Folha de S. Paulo
Oito em cada dez estão insatisfeitas com o
tratamento que recebem da população
Na semana passada, pelo transcurso do Dia
Internacional da Mulher, o Brasil teve de se haver de novo com manifestações
patéticas, típicas do clamoroso reacionarismo do presidente, dessa vez
secundado pelo procurador-geral
da República.
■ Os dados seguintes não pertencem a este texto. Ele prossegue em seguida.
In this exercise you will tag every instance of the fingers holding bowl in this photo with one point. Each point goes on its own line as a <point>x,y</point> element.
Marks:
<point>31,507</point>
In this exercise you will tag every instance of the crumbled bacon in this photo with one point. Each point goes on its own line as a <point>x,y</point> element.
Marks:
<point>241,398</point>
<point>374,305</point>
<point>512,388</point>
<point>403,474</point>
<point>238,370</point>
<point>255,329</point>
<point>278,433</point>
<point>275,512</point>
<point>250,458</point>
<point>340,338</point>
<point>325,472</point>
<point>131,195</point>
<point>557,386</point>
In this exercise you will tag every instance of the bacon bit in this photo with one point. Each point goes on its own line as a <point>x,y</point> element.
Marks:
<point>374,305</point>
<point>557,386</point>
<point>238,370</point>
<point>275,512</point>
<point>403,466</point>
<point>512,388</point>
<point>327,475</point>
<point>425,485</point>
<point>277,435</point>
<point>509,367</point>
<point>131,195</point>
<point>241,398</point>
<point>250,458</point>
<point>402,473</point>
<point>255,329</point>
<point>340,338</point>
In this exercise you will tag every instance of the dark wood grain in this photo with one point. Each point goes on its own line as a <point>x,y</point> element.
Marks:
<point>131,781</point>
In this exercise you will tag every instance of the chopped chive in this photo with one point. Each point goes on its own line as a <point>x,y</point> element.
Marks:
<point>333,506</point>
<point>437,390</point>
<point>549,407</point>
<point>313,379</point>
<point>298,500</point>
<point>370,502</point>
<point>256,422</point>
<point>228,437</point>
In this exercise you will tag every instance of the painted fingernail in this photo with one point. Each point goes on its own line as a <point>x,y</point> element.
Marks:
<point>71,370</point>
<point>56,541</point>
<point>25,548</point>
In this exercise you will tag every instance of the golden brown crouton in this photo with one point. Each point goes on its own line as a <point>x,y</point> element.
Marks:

Um e outro incapazes de entender o valor da igualdade de
direitos entre mulheres e homens numa sociedade civilizada, muito menos os
avanços na matéria nas últimas décadas.
Eis por que merece leitura atenta o "Observatório Febraban 2022 – mulheres, preconceito e violência", que apresenta os resultados de uma sondagem com 3.000 brasileiras, esmiuçando seus pontos de vista sobre diferentes dimensões das iniquidades de gênero no país.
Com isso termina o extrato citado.